Matthias Leisi wrote:
> -----BEGIN PGP SIGNED MESSAGE-----
> Hash: SHA1
>
>
>
> mouss schrieb:
>
> |> Does Postfix allow you to use white lists? If so - what's the syntax?
> |> I'm about to publish my whitelist for Postfix.
> |>
> |
> | No. DNSWL offer an rsync access.
>
> That's the exact reason we offer rsync access *to a specially formatted
> file* (see http://www.dnswl.org/tech#postfix and
> http://groups.google.com/group/list.postfix.users/browse_thread/thread/4fa72d11f61029c3/94f8969818d6a7c8)
>
>
It appears that Postfix only does DNS blacklists and not whitelists
then. I was going to publish my whitelist and Postfix instructions but I
guess I can't do that.
Re: Quick Postfix Question [OT]
Posted by mouss <mo...@netoyen.net>.
Matthias Leisi wrote:
>
>
> mouss schrieb:
>
> |> Does Postfix allow you to use white lists? If so - what's the syntax?
> |> I'm about to publish my whitelist for Postfix.
> |>
> |
> | No. DNSWL offer an rsync access.
>
> That's the exact reason we offer rsync access *to a specially formatted
> file* (see http://www.dnswl.org/tech#postfix and
> http://groups.google.com/group/list.postfix.users/browse_thread/thread/4fa72d11f61029c3/94f8969818d6a7c8)
and that's much appreciated.
Thank's a lot.
Re: Quick Postfix Question [OT]
Posted by Matthias Leisi <ma...@leisi.net>.
-----BEGIN PGP SIGNED MESSAGE-----
Hash: SHA1
mouss schrieb:
|> Does Postfix allow you to use white lists? If so - what's the syntax?
|> I'm about to publish my whitelist for Postfix.
|>
|
| No. DNSWL offer an rsync access.
That's the exact reason we offer rsync access *to a specially formatted
file* (see http://www.dnswl.org/tech#postfix and
http://groups.google.com/group/list.postfix.users/browse_thread/thread/4fa72d11f61029c3/94f8969818d6a7c8)
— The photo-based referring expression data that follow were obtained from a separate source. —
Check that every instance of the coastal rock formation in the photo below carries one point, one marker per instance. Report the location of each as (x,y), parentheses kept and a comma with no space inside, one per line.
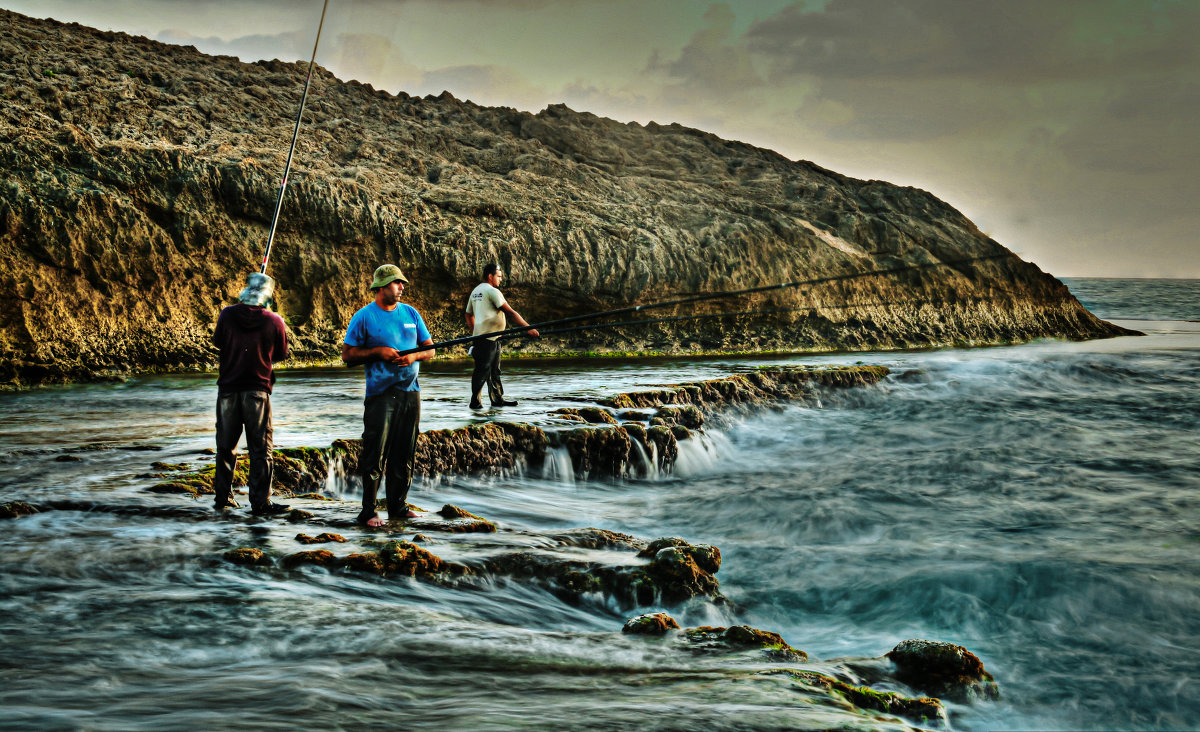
(139,180)
(942,670)
(603,451)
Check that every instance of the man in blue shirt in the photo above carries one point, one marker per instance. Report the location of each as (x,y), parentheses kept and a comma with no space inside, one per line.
(391,413)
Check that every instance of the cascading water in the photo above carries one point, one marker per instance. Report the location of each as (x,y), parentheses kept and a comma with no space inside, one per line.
(1036,504)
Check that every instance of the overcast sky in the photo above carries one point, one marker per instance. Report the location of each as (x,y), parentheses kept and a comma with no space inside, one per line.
(1067,130)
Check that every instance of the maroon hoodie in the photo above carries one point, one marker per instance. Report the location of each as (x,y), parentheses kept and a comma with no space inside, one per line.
(250,339)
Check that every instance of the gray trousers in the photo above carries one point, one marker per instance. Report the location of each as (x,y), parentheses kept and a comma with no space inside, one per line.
(250,411)
(487,371)
(390,425)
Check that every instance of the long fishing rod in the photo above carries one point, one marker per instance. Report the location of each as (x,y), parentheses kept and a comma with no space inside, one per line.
(687,300)
(755,312)
(295,133)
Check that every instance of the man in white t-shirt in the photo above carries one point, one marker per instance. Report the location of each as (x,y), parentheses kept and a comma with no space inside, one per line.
(486,309)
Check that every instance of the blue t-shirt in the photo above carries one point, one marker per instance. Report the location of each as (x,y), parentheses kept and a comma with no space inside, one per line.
(401,329)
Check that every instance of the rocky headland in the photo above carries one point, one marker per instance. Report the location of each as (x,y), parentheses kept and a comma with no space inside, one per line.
(139,179)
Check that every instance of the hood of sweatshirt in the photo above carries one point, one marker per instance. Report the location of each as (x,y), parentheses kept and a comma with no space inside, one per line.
(247,317)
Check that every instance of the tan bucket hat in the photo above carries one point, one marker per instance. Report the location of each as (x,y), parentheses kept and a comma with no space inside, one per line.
(387,274)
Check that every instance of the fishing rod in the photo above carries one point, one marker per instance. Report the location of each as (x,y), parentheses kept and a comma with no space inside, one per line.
(749,313)
(295,133)
(689,299)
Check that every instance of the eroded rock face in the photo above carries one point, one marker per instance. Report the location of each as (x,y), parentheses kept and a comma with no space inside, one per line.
(651,624)
(141,178)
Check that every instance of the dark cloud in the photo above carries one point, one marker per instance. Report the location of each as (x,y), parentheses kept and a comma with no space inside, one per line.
(1009,41)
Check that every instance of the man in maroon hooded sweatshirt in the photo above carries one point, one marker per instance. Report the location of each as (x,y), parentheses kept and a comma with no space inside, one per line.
(251,340)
- -- Matthias, for dnswl.org
-----BEGIN PGP SIGNATURE-----
Version: GnuPG v1.4.6 (Darwin)
iD8DBQFHxWK3xbHw2nyi/okRAiWKAJ4mx/2oRoMxZm9EKrgtMYs7FcE2wwCgk0kS
IRecrQARnj9WRxgqMK0PjmM=
=Fd9W
-----END PGP SIGNATURE-----
Re: Quick Postfix Question [OT]
Posted by mouss <mo...@netoyen.net>.
Marc Perkel wrote:
> Postfix allows you to use blacklists as follows:
>
> reject_rbl_client blacklist.junkemailfilter.com
>
> Does Postfix allow you to use white lists? If so - what's the syntax?
> I'm about to publish my whitelist for Postfix.
>
No. DNSWL offer an rsync access. This is better for performances and for
DoS.
for postfix related questions, please use the postfix-users list.